Rz. 29

Das englische Kollisionsrecht der vermögensrechtlichen Ehefolgen, insbesondere hinsichtlich der Bestimmung des Güterstandes, muss als sehr unsicher bezeichnet werden. Grund dafür ist, dass England selbst kein Güterrecht kennt und sich damit die Frage des Güterstatuts aus englischer Sicht im Regelfall nicht stellt.

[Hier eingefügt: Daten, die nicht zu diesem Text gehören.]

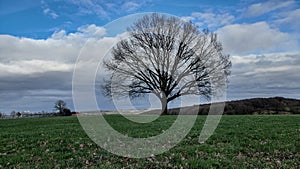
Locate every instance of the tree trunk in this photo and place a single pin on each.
(164, 107)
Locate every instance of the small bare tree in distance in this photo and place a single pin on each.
(60, 105)
(168, 57)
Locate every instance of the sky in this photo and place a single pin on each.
(41, 40)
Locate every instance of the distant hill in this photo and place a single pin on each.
(274, 105)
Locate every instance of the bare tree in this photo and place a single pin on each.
(167, 57)
(60, 105)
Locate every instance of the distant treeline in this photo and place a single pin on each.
(274, 105)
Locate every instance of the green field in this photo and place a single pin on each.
(239, 142)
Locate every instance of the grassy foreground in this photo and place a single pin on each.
(238, 142)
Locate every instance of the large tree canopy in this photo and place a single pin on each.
(168, 57)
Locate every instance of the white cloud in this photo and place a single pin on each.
(290, 19)
(130, 6)
(268, 75)
(255, 38)
(265, 7)
(50, 12)
(27, 67)
(210, 20)
(25, 56)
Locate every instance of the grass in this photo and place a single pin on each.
(270, 141)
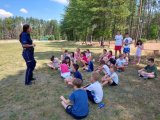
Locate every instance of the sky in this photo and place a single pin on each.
(41, 9)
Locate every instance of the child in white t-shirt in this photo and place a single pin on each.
(139, 49)
(126, 44)
(112, 80)
(104, 68)
(94, 90)
(103, 55)
(54, 63)
(88, 54)
(120, 63)
(118, 43)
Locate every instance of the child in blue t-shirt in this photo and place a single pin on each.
(76, 74)
(77, 104)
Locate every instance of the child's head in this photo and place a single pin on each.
(102, 62)
(67, 59)
(65, 51)
(110, 52)
(121, 56)
(87, 50)
(64, 62)
(94, 76)
(118, 32)
(112, 69)
(52, 58)
(150, 61)
(77, 83)
(104, 51)
(78, 50)
(75, 67)
(139, 42)
(72, 54)
(126, 34)
(83, 54)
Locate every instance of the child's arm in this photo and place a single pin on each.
(64, 100)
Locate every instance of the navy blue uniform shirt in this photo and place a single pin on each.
(25, 38)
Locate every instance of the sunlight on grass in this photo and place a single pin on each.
(133, 99)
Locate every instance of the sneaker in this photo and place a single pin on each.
(33, 79)
(28, 84)
(101, 105)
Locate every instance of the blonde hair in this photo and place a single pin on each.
(95, 75)
(77, 82)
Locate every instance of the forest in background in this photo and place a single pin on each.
(101, 19)
(92, 20)
(10, 28)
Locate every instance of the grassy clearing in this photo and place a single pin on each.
(133, 99)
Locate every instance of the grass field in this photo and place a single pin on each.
(133, 99)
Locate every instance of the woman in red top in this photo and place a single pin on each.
(84, 59)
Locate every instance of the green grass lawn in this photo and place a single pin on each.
(133, 99)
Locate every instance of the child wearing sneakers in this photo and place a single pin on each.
(64, 69)
(104, 68)
(150, 71)
(112, 80)
(54, 63)
(76, 74)
(94, 90)
(120, 63)
(126, 44)
(77, 104)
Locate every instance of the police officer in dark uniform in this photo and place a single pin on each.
(28, 53)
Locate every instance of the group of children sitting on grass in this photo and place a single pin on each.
(77, 104)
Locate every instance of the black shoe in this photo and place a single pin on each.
(33, 79)
(29, 83)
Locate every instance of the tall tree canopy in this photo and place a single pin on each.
(103, 18)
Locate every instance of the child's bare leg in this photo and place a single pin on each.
(107, 80)
(70, 84)
(151, 76)
(138, 59)
(64, 104)
(104, 83)
(103, 79)
(115, 53)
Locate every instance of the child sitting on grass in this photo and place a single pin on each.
(54, 63)
(150, 71)
(84, 60)
(112, 80)
(77, 55)
(72, 57)
(64, 69)
(138, 54)
(88, 54)
(103, 55)
(120, 63)
(77, 104)
(65, 54)
(104, 68)
(76, 74)
(94, 90)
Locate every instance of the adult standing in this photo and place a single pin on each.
(118, 43)
(28, 53)
(127, 42)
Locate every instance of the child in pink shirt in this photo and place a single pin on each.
(77, 54)
(84, 59)
(65, 73)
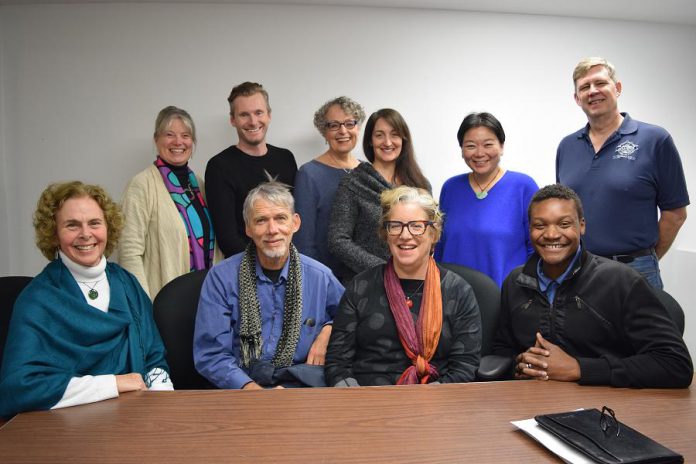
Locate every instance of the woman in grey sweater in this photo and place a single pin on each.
(352, 236)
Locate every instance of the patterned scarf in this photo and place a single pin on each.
(419, 340)
(250, 311)
(201, 248)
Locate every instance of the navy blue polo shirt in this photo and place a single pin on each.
(637, 171)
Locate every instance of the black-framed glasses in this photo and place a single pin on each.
(607, 420)
(336, 125)
(414, 227)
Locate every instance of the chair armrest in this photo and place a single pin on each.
(493, 367)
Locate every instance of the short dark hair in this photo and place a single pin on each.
(473, 120)
(247, 89)
(560, 192)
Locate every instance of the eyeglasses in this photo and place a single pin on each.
(335, 125)
(414, 227)
(607, 420)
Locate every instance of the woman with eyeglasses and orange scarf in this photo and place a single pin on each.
(407, 321)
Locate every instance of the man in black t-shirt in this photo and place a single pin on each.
(232, 173)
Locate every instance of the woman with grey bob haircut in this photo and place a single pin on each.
(338, 121)
(408, 320)
(168, 231)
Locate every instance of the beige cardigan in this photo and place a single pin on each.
(154, 245)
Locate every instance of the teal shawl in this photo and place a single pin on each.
(55, 335)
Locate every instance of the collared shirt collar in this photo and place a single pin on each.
(545, 283)
(283, 274)
(628, 126)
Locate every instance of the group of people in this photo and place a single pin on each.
(338, 281)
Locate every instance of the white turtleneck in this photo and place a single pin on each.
(90, 278)
(93, 388)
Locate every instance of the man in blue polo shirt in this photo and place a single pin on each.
(624, 171)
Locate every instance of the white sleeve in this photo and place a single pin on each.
(159, 380)
(88, 389)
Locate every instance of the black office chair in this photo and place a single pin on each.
(175, 309)
(487, 294)
(10, 288)
(673, 308)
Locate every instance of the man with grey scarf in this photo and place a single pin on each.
(264, 316)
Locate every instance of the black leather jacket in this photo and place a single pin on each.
(605, 315)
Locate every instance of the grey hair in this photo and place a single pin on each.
(586, 64)
(406, 194)
(349, 106)
(167, 114)
(274, 192)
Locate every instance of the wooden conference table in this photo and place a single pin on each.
(436, 423)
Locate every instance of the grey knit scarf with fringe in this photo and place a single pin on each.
(250, 311)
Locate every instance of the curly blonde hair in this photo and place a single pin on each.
(52, 200)
(406, 194)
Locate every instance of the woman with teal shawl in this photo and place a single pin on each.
(82, 330)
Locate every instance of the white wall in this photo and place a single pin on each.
(81, 85)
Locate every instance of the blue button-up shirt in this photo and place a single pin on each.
(216, 344)
(548, 286)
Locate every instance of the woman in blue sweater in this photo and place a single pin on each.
(486, 226)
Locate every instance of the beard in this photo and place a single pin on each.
(276, 252)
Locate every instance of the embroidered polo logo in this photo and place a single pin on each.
(626, 150)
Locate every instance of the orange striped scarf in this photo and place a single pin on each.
(420, 339)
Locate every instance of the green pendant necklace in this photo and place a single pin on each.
(93, 294)
(483, 191)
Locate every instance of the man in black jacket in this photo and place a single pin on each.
(569, 315)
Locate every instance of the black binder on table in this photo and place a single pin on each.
(617, 443)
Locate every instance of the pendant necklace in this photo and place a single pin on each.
(338, 163)
(483, 193)
(409, 301)
(93, 294)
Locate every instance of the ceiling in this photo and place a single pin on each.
(663, 11)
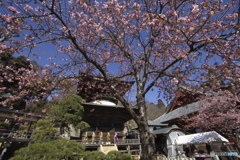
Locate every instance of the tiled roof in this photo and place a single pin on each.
(179, 112)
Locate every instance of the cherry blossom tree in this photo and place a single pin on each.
(220, 114)
(155, 43)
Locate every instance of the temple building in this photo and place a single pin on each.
(106, 117)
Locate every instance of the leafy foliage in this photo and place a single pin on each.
(154, 43)
(44, 131)
(54, 150)
(90, 155)
(69, 111)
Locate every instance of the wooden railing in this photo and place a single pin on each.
(119, 141)
(14, 135)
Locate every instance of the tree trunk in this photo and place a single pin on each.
(147, 143)
(236, 142)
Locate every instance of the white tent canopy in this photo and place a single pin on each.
(204, 137)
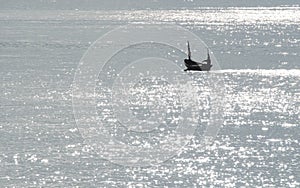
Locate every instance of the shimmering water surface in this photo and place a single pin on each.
(258, 50)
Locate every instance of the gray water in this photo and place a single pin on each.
(258, 50)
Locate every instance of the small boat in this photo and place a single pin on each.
(191, 65)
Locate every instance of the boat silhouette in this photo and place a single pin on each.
(191, 65)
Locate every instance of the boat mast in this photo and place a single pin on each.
(189, 51)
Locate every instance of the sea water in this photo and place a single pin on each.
(258, 50)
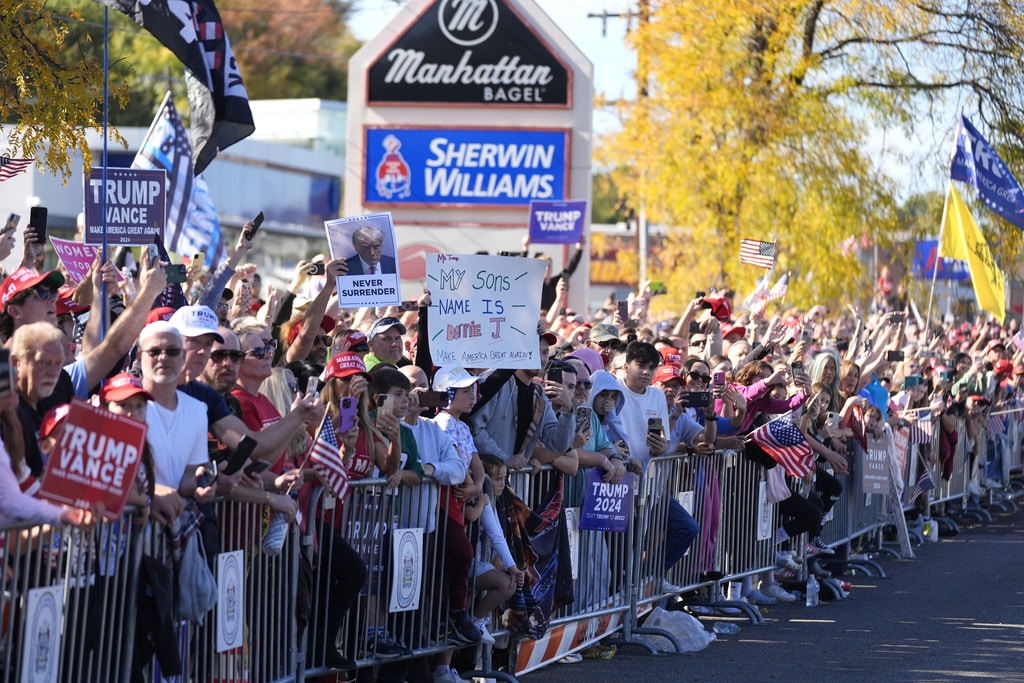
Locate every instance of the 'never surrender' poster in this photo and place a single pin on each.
(484, 309)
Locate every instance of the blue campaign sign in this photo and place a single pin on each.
(135, 206)
(925, 253)
(556, 222)
(606, 507)
(483, 167)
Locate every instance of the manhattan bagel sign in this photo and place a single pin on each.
(471, 52)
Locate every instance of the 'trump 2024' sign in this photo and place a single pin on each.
(470, 52)
(438, 166)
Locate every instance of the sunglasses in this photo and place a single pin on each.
(260, 352)
(171, 352)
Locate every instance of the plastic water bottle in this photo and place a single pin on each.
(812, 591)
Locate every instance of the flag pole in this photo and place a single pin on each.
(938, 250)
(102, 201)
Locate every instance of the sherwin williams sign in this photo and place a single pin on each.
(470, 52)
(487, 167)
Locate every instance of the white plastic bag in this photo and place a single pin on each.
(687, 630)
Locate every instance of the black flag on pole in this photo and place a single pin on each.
(193, 31)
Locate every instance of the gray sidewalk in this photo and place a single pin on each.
(955, 613)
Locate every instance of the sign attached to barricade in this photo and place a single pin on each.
(606, 507)
(407, 569)
(230, 609)
(134, 204)
(369, 247)
(875, 473)
(76, 257)
(95, 460)
(557, 222)
(572, 528)
(41, 648)
(483, 310)
(765, 510)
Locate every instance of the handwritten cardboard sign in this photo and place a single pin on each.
(95, 460)
(76, 257)
(369, 247)
(556, 222)
(484, 310)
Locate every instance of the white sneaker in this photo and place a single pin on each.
(485, 636)
(779, 593)
(783, 558)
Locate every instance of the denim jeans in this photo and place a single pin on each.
(681, 532)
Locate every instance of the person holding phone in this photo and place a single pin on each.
(370, 258)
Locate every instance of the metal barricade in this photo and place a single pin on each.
(68, 601)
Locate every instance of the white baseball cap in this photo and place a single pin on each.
(196, 322)
(453, 377)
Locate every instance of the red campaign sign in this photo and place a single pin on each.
(95, 460)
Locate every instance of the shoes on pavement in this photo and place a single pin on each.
(785, 559)
(821, 547)
(779, 593)
(756, 597)
(462, 631)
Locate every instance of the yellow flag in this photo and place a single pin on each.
(963, 240)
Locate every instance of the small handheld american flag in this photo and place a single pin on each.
(326, 459)
(11, 167)
(783, 441)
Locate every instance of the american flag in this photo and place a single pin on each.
(925, 482)
(779, 289)
(192, 221)
(11, 167)
(326, 458)
(219, 104)
(755, 252)
(920, 425)
(785, 443)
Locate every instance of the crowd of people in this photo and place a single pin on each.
(218, 361)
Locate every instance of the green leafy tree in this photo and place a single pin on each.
(50, 90)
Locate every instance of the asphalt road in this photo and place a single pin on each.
(954, 613)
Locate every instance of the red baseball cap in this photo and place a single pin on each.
(1004, 368)
(326, 325)
(66, 304)
(122, 387)
(666, 374)
(52, 419)
(160, 313)
(734, 331)
(345, 365)
(672, 356)
(24, 280)
(354, 341)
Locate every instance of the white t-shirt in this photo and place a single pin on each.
(177, 438)
(636, 410)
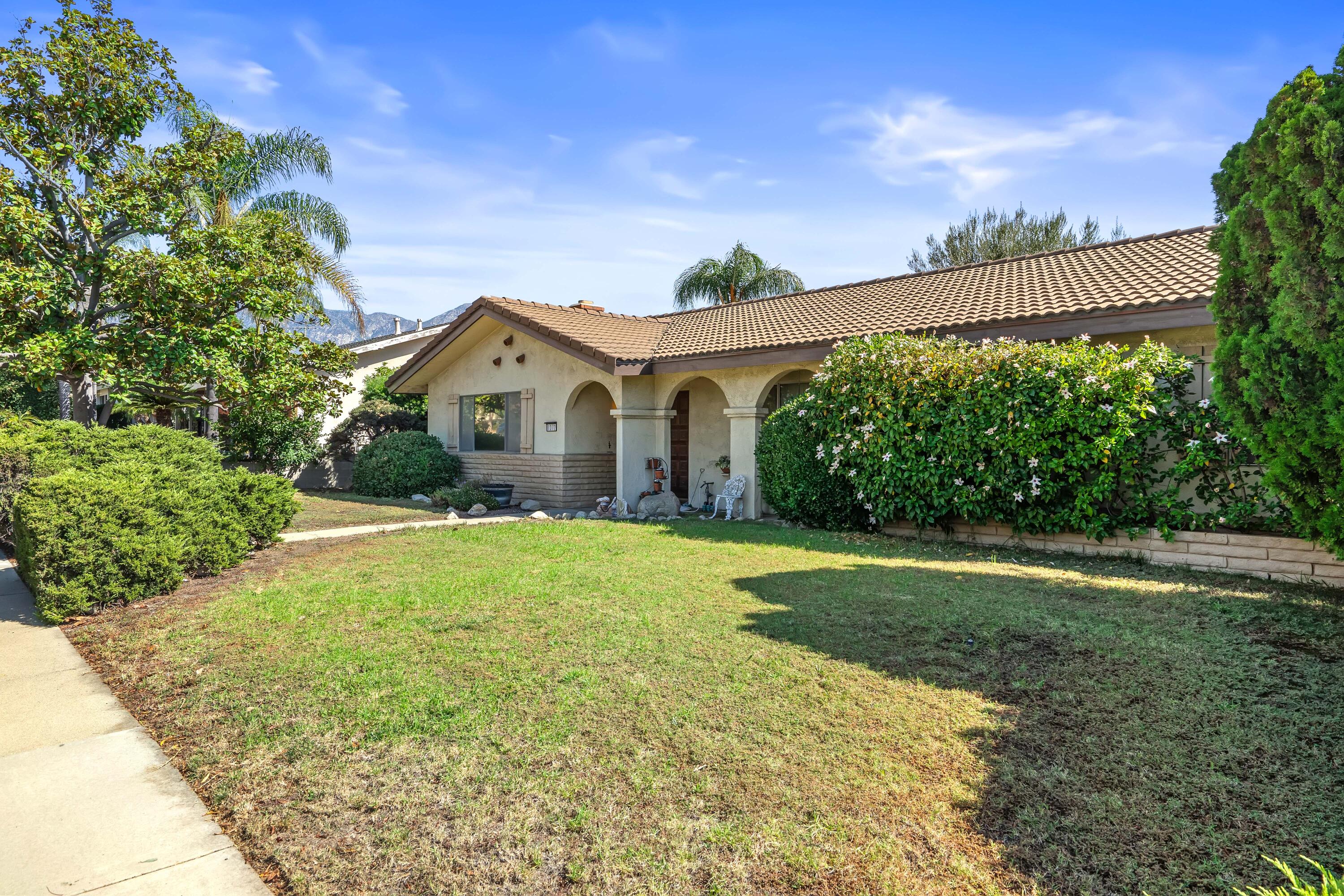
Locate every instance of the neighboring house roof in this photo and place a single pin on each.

Die wenigen, meist älteren höchstrichterlichen Entscheidungen beziehen sich nur auf solche Fälle, bei denen in Frage stand, ob eine ausländische Gütergemeinschaft Einfluss auf das Eigentum an in England belegenem Vermögen hat.[35] Dementsprechend behandelt die englische Literatur das internationale Privatrecht der Ehefolgen nur unter dem Blickwinkel der Auswirkungen der Ehe auf die Eigentumsverhältnisse.[36] An den Europäischen Güterrechtsverordnungen[37] hat sich England nicht beteiligt.

 

Rz. 30

Zu beachten ist aber, dass der Vermögensausgleich im Falle einer Scheidung nach englischem Recht zusammen mit dem nachehelichen Unterhalt kein Güterrecht darstellt, sondern zum Scheidungsfolgenrecht gehört, bei dem englische Gerichte ausschließlich eigenes Recht als lex fori anwenden, wenn sie zuvor ihre internationale Zuständigkeit angenommen haben.[38] Auch wenn sich der Güterstand kollisionsrechtlich nach deutschem oder einem sonstigen ausländischen Recht richtet, ist damit die Frage eines Zugewinnausgleichs oder sonstigen Vermögensausgleichs aus englischer Sicht nach der Sonderanknüpfung des Scheidungsfolgenrechts zu beurteilen (vgl. hierzu Rdn 92 ff.).[39]

[35] Z.B. Re De Nicols (No. 2) [1900] 2 Ch 410; Welch v. Tennent [1891] AC 639.
[36] Vgl. Dicey, Morris & Collins, Rule 165, Rn 28–007 ff.; Morris, Rn 13–010.
[37] Verordnung (EU) 2016/1103 des Rates v. 24.6.2016 zur Durchführung einer Verstärkten Zusammenarbeit im Bereich der Zuständigkeit, des anzuwendenden Rechts und der Anerkennung und Vollstreckung von Entscheidungen in Fragen des ehelichen Güterstands, ABl EU 2016, L 183/1 und Verordnung (EU) 2016/1104 des Rates v. 24.6.2016 zur Durchführung der Verstärkten Zusammenarbeit im Bereich der Zuständigkeit, des anzuwendenden Rechts und der Anerkennung und Vollstreckung von Entscheidungen in Fragen güterrechtlicher Wirkungen eingetragener Partnerschaften, ABl EU 2016, L 183/30 (zu beiden Verordnungen siehe näher "Allgemeiner Teil" § 1 in diesem Werk).
[38] Vgl. hierzu Radmacher v. Granatino [2010] UKSC 42, wo der Supreme Court den Sachverhalt trotz einer ehevertraglichen Wahl des deutschen Rechts nach englischem Recht beurteilte und die Rechtswahl lediglich als Indiz für den Rechtsbindungswillen der Parteien behandelte.
[39] Vgl. Gutachten IPG 1999 Nr. 24.